Is Employee Poaching Legal?

A hiring manager welcoming a new employee they poached from a competitor.

It’s disappointing when one of your top employees hands in their two weeks’ notice. It’s even more disappointing when you find out that they were targeted by one of your main competitors. This recruitment tactic is so prevalent that there is a name for it: employee poaching. While some may say that this recruitment tactic is unethical, it is legal.

As a business owner, it’s essential to know how to decrease the likelihood that your employees will bring their skills and insider knowledge to your competition. Here is everything you need to know about this controversial recruitment strategy and, most importantly, how to combat it.

What is Employee Poaching?

Businesses often target and hire people who work (or previously worked) for their competitors. This practice is commonly used for in-demand roles that require specific technical skills, advanced degrees, or a proven track record. For example, software engineers, lawyers, and executives are often targets.

Hiring managers can find their competitors’ current and former employees on professional social networking sites and by checking company websites. If they ask their employees and other people in their professional network for referrals, it’s likely some will work for the competition.

How to Mitigate the Risk of Losing Top Talent

You invest time, money, and resources into finding and training your employees. You don’t want your competitors to benefit from your hard work. These risk mitigation strategies can help you combat employee poaching.

1. Implement Restrictive Covenants

There are three restrictive contracts that can help prevent poaching or decrease its impact if your employees quit to work for one of your competitors or start their own competing business.

  • Non-compete agreement: This restricts your employees from working for a competitor or starting a competing business for a set time after leaving your company. You must be able to prove a business need for the restriction and the duration and proximity must be fair, while it may not pose an “undue hardship” on the employee or create a disadvantage for the public. For example, a judge may find it unfair to restrict a former employee from working for any competitors located in the state for two years.
  • Non-solicitation agreement: Depending on the agreement, you can restrict employees from “improperly soliciting” clients, customers, or other employees. However, employees, clients, and customers have the right to decide where to work or take their business. The biggest legal consideration may be whether the employee pressured the exodus, or it was voluntary. Courts also consider whether the client or customer list and associated contact info was confidential or could be identified using public sources.
  • Non-disclosure agreement: This contract restricts your employee from sharing confidential information or trade secrets with your competitors.

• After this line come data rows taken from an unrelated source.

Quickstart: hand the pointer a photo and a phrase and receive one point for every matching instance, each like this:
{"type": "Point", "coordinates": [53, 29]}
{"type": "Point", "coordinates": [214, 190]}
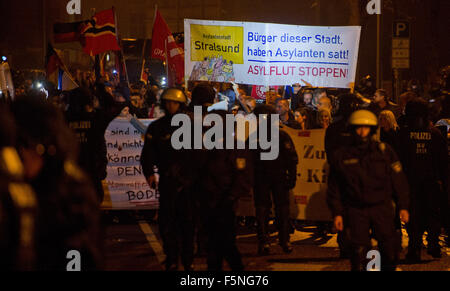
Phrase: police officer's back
{"type": "Point", "coordinates": [274, 178]}
{"type": "Point", "coordinates": [68, 209]}
{"type": "Point", "coordinates": [89, 125]}
{"type": "Point", "coordinates": [18, 205]}
{"type": "Point", "coordinates": [226, 176]}
{"type": "Point", "coordinates": [423, 153]}
{"type": "Point", "coordinates": [367, 178]}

Check your state laws, as restrictive covenants aren’t enforceable in some states and others set limitations on when and how they may be used. You may also want to have a lawyer review your contracts before you ask employees to sign on the dotted line.

2. Respond to Employee Feedback

If your employees enjoy their role and your company culture, they are less likely to be susceptible to employee poaching. Increase employee engagement by collecting and implementing employee feedback.

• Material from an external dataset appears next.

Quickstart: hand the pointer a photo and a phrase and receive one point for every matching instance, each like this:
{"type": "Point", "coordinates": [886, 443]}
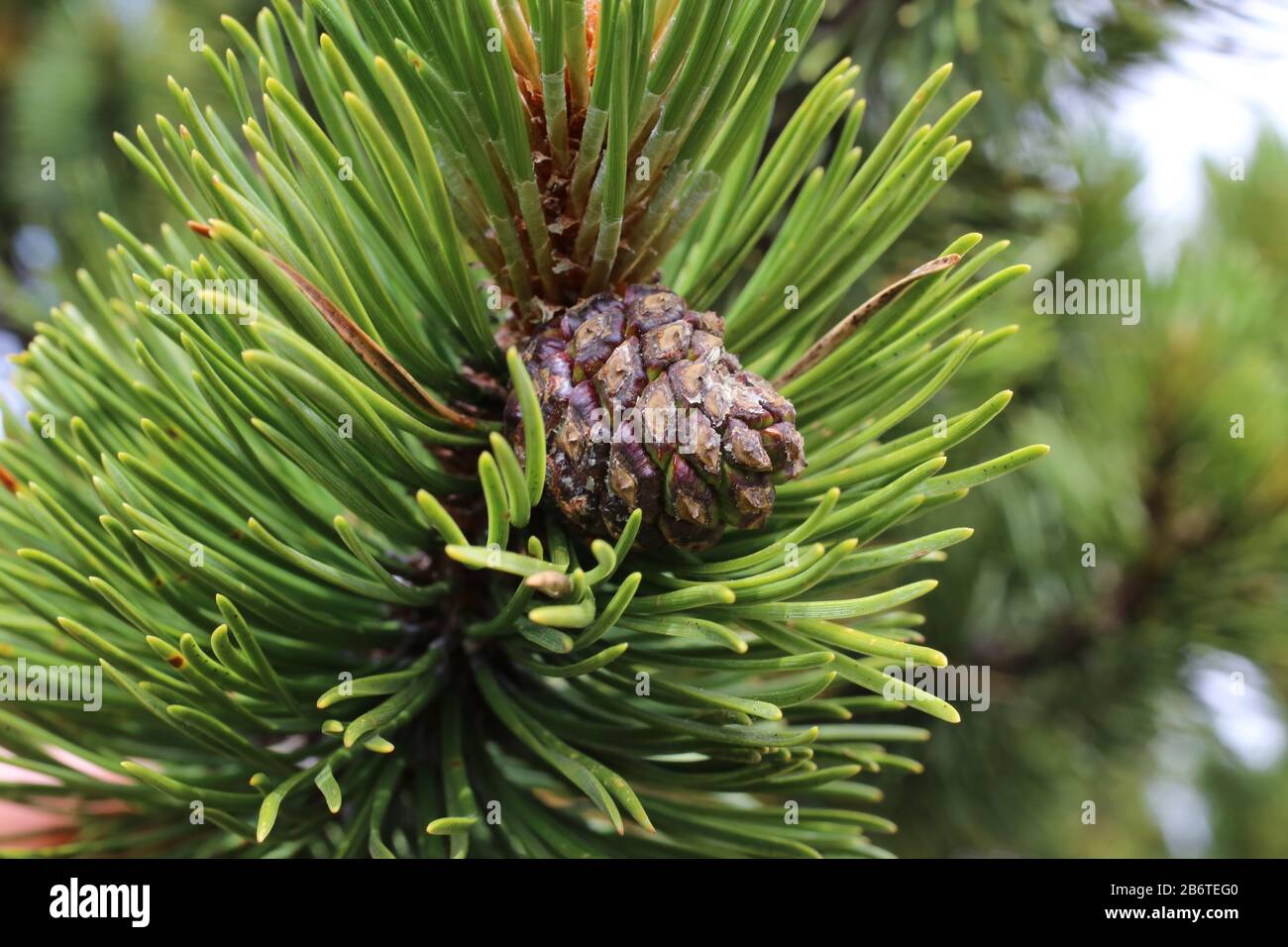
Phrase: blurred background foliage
{"type": "Point", "coordinates": [1151, 684]}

It’s valuable to send frequent anonymous employee engagement surveys to your team to find out how engaged your employees are and how their work experience could be better. You may want to cover topics such as compensation and benefits, work-life balance, company culture, collaboration, and professional development.

It can also be helpful to conduct regular stay interviews to find out why your employees are staying at the company and what would boost their job satisfaction. Stay interviews are more effective than exit interviews because you can improve your employees’ work experience so that they are less likely to be captivated by your competition.

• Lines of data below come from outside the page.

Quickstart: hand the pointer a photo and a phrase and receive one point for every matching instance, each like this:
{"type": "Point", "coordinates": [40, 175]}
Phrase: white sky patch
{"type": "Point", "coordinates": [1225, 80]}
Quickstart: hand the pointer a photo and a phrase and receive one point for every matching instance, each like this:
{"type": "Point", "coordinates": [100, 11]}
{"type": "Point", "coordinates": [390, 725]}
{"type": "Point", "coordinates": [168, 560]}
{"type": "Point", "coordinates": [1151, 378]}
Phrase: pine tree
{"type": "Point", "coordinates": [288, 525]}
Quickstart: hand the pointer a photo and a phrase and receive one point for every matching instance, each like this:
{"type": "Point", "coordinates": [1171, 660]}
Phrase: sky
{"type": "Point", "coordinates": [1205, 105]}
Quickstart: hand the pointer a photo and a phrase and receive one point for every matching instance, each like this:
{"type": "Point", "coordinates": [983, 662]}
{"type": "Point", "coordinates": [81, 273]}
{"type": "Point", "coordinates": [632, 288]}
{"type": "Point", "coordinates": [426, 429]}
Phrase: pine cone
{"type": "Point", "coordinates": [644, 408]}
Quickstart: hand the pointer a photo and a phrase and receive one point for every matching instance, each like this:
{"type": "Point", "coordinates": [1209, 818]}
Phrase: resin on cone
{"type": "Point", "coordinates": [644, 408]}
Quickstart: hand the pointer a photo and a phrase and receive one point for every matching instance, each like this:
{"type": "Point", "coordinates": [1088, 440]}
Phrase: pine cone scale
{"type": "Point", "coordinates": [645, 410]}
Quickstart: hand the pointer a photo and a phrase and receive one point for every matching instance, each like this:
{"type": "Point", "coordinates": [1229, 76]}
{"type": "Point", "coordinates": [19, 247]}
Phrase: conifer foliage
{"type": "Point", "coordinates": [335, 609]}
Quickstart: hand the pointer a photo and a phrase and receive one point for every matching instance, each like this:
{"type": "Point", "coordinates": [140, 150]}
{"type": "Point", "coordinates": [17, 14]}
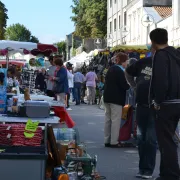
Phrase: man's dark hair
{"type": "Point", "coordinates": [159, 36]}
{"type": "Point", "coordinates": [58, 62]}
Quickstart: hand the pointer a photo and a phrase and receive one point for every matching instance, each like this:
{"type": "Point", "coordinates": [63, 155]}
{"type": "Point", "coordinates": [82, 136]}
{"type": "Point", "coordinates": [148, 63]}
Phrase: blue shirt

If your team is too large to interview everyone, make sure to include people from a variety of departments and seniority levels. Prioritize top performers because you want to keep them on board, as well as people who seem disengaged (they’re likely to have constructive criticism).

3. Incentivize Employees to Stay

Employee poaching is most effective when your competitors can offer your employees higher salaries and titles. You may be able to convince top employees to stay by presenting a compelling counteroffer.

While the best way to retain employees is to offer competitive salaries and benefits, you may not be able to afford to pay at the top salary range. Fortunately, there are other ways you can incentivize employees to stay, including:

  • Equity compensation: People may be willing to work for a lower salary if you give them ownership in the company by providing stock options or grants.
  • Paid parental leave and fertility benefits: Attract and retain parents and young professionals by offering a competitive paid parental leave policy and an insurance policy that covers fertility treatments and adoption costs.
  • Remote work and flextime policies: Increase work-life balance by allowing employees to work from home all or some of the time and letting them set hours that work for their family.

Continue to Improve Your HR Policies

These best practices for combatting employee poaching will help you retain the talent you need to run a successful business. Get the right people in the door and keep improving retention by implementing expert-recommended recruitment and management advice from Monster.

Legal Disclaimer:  This article is not intended as a substitute for professional legal advice. Always seek the advice of an attorney regarding any legal questions you may have.